Czujesz się sponiewierany przez życie? Jezus opatrzy twoje życiowe rany
Macie czasem takie doświadczenie, że czujecie się zbici jak przysłowiowy pies, sponiewierani, a nawet zmaltretowani? Jezus dobrze wie, że każdy z nas przeżywa takie chwile.
Czasem - i tylko częściowo - udaje się nam osiągnąć to, co nazywamy szczęściem. Marzymy o takim szczęściu, które nie byłoby „chwilą tylko”, ale stanem permanentnym, sprawą dnia powszedniego. Problem w tym, że niewielu z nas, patrząc np. na ostatni miesiąc swojego życia, może powiedzieć : „Tak, przez cały czerwiec rzeczywiście byłem totalnie szczęśliwy!”. Jest raczej przeciwnie - naszym powszednim doświadczeniem jest stan większego lub mniejszego poturbowania przez życie, codzienne trudności, problemy, a także nasze osobiste wady i wady innych ludzi.

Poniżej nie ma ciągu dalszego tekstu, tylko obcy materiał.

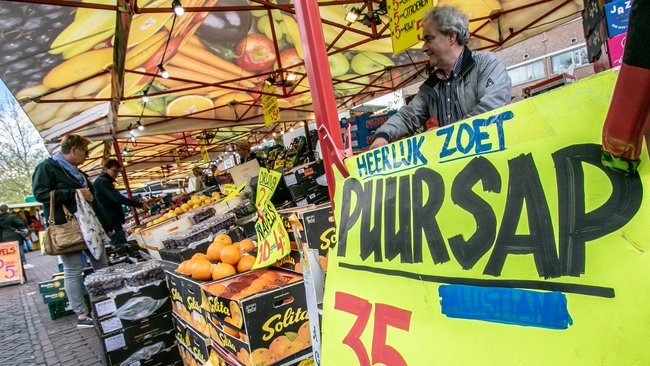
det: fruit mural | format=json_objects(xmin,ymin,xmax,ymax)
[{"xmin": 0, "ymin": 0, "xmax": 427, "ymax": 139}]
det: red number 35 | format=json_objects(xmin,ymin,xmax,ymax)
[{"xmin": 334, "ymin": 292, "xmax": 412, "ymax": 366}]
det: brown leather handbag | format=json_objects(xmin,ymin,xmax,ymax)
[{"xmin": 42, "ymin": 190, "xmax": 87, "ymax": 255}]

Macie czasem takie doświadczenie, że czujecie się zbici jak przysłowiowy pies, sponiewierani, a nawet zmaltretowani? Jezus dobrze wie, że każdy z nas przeżywa takie chwile. Właśnie wtedy warto wracać do niedzielnej Ewangelii. Wśród wielu interpretacji przypowieści o miłosiernym Samarytaninie, a każda z nich jest uzasadniona, natrafiłem na jedno zdanie św. Augustyna, w którym przyrównuje on swoją duszę (biskup!) do człowieka napadniętego przez zbójów na pielgrzymiej drodze. Dobrym Samarytaninem jest Chrystus, a Kościół ową gospodą, w której leży dusza biskupa, na wpół żywa od ran zadanych przez zbójców: grzech pierworodny, grzech osobisty, liczne rany zadane przez innych lub siebie samego.

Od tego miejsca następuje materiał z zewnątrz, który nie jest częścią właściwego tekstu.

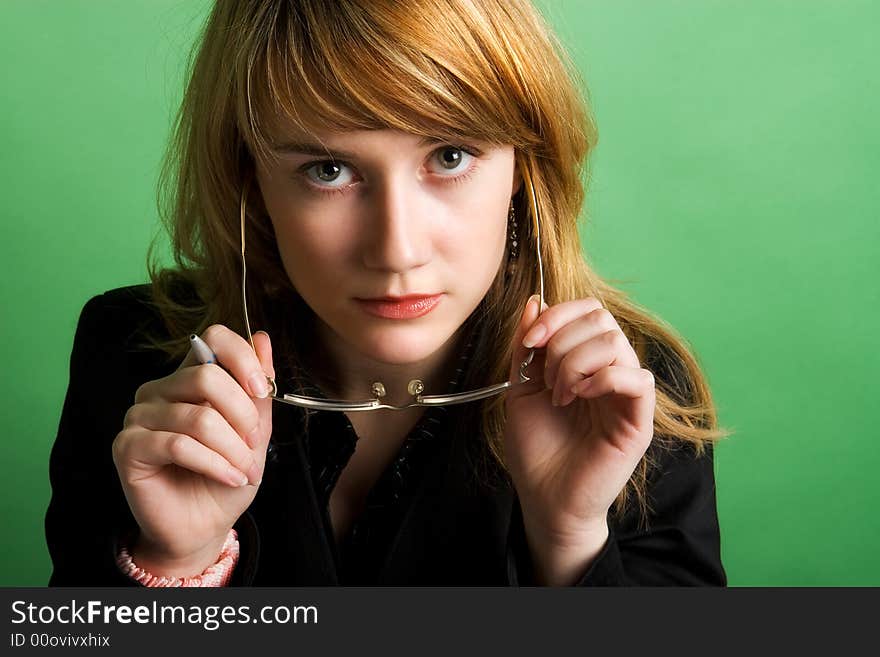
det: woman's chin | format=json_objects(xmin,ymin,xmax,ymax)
[{"xmin": 352, "ymin": 327, "xmax": 454, "ymax": 366}]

Czytając Ewangelię o miłosiernym Samarytaninie, bardzo często utożsamiamy się właśnie z nim i robimy sobie rachunek sumienia z naszego stosunku do ludzi mających mniej szczęścia niż my, potrzebujących wsparcia, przeżywających kryzys, sponiewieranych przez życie. Tymczasem warto czasem postawić się w roli pozostałych bohaterów tej przypowieści, także w roli człowieka poturbowanego przez zbójców. Wówczas zobaczymy, że to Jezus jest owym dobrym Samarytaninem, który lituje się nad nami, opatruje nasze rany i leczy choroby.
Naszą najczęstszą chorobą jest deficyt miłości. Nie potrafimy wystarczająco kochać i nie czujemy się wystarczająco kochani. To dlatego właśnie „źle się mamy”, że gubimy właściwą, tzn. ewangeliczną hierarchię wartości, o której przypomina Jezus: „Będziesz miłował Pana Boga swego całym swoim sercem, całą swoją duszą, całą swoją mocą i całym swoim umysłem; a swego bliźniego jak siebie samego” (Łk 10,26). Wielu, zwłaszcza młodych ludzi, nienawidzi siebie i swojego życia. Inni natomiast tak bardzo siebie kochają, że właśnie siebie i swoje sprawy stawiają na pierwszym, a wszystkich innych, łącznie z Bogiem, na dalszym miejscu.
Jezus chce nam dzisiaj przypomnieć, że chętnie opatrzy nasze życiowe rany; uleczy nasze choroby; podniesie nas i zadba o nas, gdy życie nas sponiewiera. Przypomina nam, że receptą na szczęśliwe życie jest miłość, i to miłość według bardzo konkretnej hierarchii. Bo miłość dla nas - chrześcijan - to nie tylko dar i odpowiedź na niego. To nieskończenie więcej: niezmienna postawa względem całej rzeczywistości, łącznie z tymi, którzy mienią się naszymi wrogami i za podarowany chleb odpłacają kamieniem.
Wysłuchaj mnie, Panie, bo łaskawa jest Twoja miłość,
spójrz na mnie w ogromie swego miłosierdzia.